Los llevan de vacaciones a las montañas, a Dayet Aoua. ¡Qué maravilla poder salir de Sidi Moumen! ¡Y de la ciudad! Una semana para recompensarlos de su dedicación a Dios y a las clases. Ven el mar por primera vez desde el minibús: era un espectáculo único. Ese aire nuevo me había trastornado. Olía de una forma rara. Me dieron escalofríos al mirar el infinito, azul plateado, y el sol blanco que flotaba por encima. Esas vacaciones serán inolvidables, quizás lo más maravilloso que les haya pasado jamás. Les enseñan a manejar la faca, combaten, hacen deporte, corren por los caminos, se bañan en el lago, rezan, escuchan las peroratas del emir sobre glorias pasadas y la lucha que les espera.
Y por fin llega el terrible día. Hamid se lo dice a su hermano: no tenemos elección. Asentí, porque alguien tenía que sacrificarse. Era la primera vez que le leía el espanto en la cara a mi hermano. Ninguno se niega a morir, sin embargo, eso de morir no era ninguna tontería. Cada uno tiene sus razones. Y al fondo de todas ellas están las de convertirse en un mártir y entrar en el paraíso. Desde la nube en que me hallaba, aquello me parecía algo así como un juego; el de la vida y la muere trenzadas sin sospecharlo. Pero en Sidi Moumen la pelona formaba parte de nuestra vida cotidiana. No asustaba tanto. La gente llegaba, se iba, vivía o moría sin que en la ecuación de nuestra miseria cambiase nada […] La muerte, omnipresente. La habíamos adoptado. Vivía en nosotros y nosotros vivíamos en ella […] La muerte era nuestra aliada. Nos servía y la servíamos […] Estaba a solas con ella y no tenía miedo. Había desplegado las alas negras alrededor de mi cuerpo febril y yo me había sometido. Solo pensaba en la dicha de obedecer. Era esclavo suyo, y feliz por pertenecerle. La muerte pensaba por mí […] Estaba dispuesto a darle los caprichos que quisiera con tal de que me permitiese abrazarla. Aferrarme a ella y salir volando los dos. Cruzar los siete cielos y renacer en otra parte, lejos […] No, no quería volver a ver esas máquinas monstruosas volcar encima de la infancia sus desechos y sus vómitos […] No, nadie puede nada contra un hombre que quiere morir. Y yo lo quería ardientemente. Transcribo las palabras de Yashin porque lo dicen mejor que nadie podría decirlo. Logra poner poesía en la tragedia tan terrible a la que se dirigen. No es casual que el alto voltaje poético se crezca en estos momentos finales, los más duros. Imposible no transcribir tampoco su despedida de Ghizlane: Te quiero infinitamente, pero me voy, amor mío, porque no tengo elección. ¿Hasta cuándo se puede soportar la humillación de haber nacido en Sidi Moumen? No hay vuelta de hoja, voy a morir. Te vengaré de quienes saquearon tu infancia y enviscaron tus sueños en el barro. Les haré pagar a tocateja los años de esclavitud que nos impusieron. Padecerán igual que padecimos nosotros.

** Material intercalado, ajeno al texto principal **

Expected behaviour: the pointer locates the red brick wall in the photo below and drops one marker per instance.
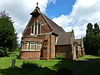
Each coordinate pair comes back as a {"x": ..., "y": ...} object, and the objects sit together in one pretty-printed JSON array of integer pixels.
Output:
[
  {"x": 64, "y": 50},
  {"x": 30, "y": 55}
]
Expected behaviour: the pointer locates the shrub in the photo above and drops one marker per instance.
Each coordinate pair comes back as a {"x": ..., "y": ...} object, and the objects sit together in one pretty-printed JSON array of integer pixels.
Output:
[
  {"x": 41, "y": 58},
  {"x": 28, "y": 67},
  {"x": 59, "y": 57}
]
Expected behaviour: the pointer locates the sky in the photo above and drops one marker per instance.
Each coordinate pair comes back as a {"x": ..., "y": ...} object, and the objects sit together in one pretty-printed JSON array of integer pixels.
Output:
[{"x": 69, "y": 14}]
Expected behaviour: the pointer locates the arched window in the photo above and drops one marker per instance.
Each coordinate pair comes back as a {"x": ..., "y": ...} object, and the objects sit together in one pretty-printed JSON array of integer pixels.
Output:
[{"x": 35, "y": 28}]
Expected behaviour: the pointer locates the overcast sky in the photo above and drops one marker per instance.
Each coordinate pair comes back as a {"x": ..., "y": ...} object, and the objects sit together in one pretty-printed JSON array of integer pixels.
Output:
[{"x": 70, "y": 14}]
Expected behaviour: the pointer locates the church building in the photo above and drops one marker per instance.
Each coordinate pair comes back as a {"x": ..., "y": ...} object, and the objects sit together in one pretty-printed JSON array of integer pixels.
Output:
[{"x": 43, "y": 38}]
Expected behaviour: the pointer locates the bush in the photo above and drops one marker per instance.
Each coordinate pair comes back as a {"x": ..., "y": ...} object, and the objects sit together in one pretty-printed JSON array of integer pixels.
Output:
[
  {"x": 28, "y": 67},
  {"x": 59, "y": 57},
  {"x": 3, "y": 51},
  {"x": 41, "y": 58}
]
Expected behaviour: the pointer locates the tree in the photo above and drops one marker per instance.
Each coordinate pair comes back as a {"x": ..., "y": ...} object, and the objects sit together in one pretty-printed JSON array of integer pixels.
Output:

A todos esos colaboracionistas que se portan como avestruces les alzaré la cabeza y los degollaré como a corderos.
Sí, fue una escabechina, un infierno. Fue el fin del mundo.

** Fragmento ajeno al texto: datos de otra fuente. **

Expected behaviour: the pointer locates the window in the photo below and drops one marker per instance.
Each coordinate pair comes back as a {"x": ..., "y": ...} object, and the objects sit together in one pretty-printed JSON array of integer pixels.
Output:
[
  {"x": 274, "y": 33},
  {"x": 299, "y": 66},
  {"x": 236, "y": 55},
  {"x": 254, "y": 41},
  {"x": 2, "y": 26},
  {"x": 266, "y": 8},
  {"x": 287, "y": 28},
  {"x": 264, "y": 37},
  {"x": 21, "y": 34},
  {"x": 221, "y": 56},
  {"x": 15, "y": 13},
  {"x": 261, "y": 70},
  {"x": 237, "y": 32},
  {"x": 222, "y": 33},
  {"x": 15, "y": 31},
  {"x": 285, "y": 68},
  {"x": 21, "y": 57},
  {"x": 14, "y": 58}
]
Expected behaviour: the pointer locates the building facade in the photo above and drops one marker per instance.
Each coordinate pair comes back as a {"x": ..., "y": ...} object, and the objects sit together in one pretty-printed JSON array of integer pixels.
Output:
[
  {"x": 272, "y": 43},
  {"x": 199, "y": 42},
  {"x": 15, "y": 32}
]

Para terminar os dejo con unas palabras del escritor Isaac Rosa que quiero utilizar como disparadero de vuestras reflexiones: Quizás la línea que Binebine traza entre el origen miserable y el terrorismo sea demasiado recta, sin meandros que darían más complejidad al asunto. O quizás es que la realidad es así de simple, y hay cada vez más desgraciados para quienes “no hay más salvación que la yihad”. Ahí queda la discusión que esta interesante novela propone.
Plazos
Es hora de vuestros comentarios, que espero que sean muy numerosos, sobre esta segunda parte y sobre la novela en general. Disponéis de una semana para ello. Podéis seguir comentando al hilo de las opiniones, argumentaciones, dudas que habéis ido dejando en la primera parte. Hay mucho de lo que hablar ahora que ya hemos terminado esta estremecedora novela, narrada magistralmente, que no creo que deje indiferente a nadie.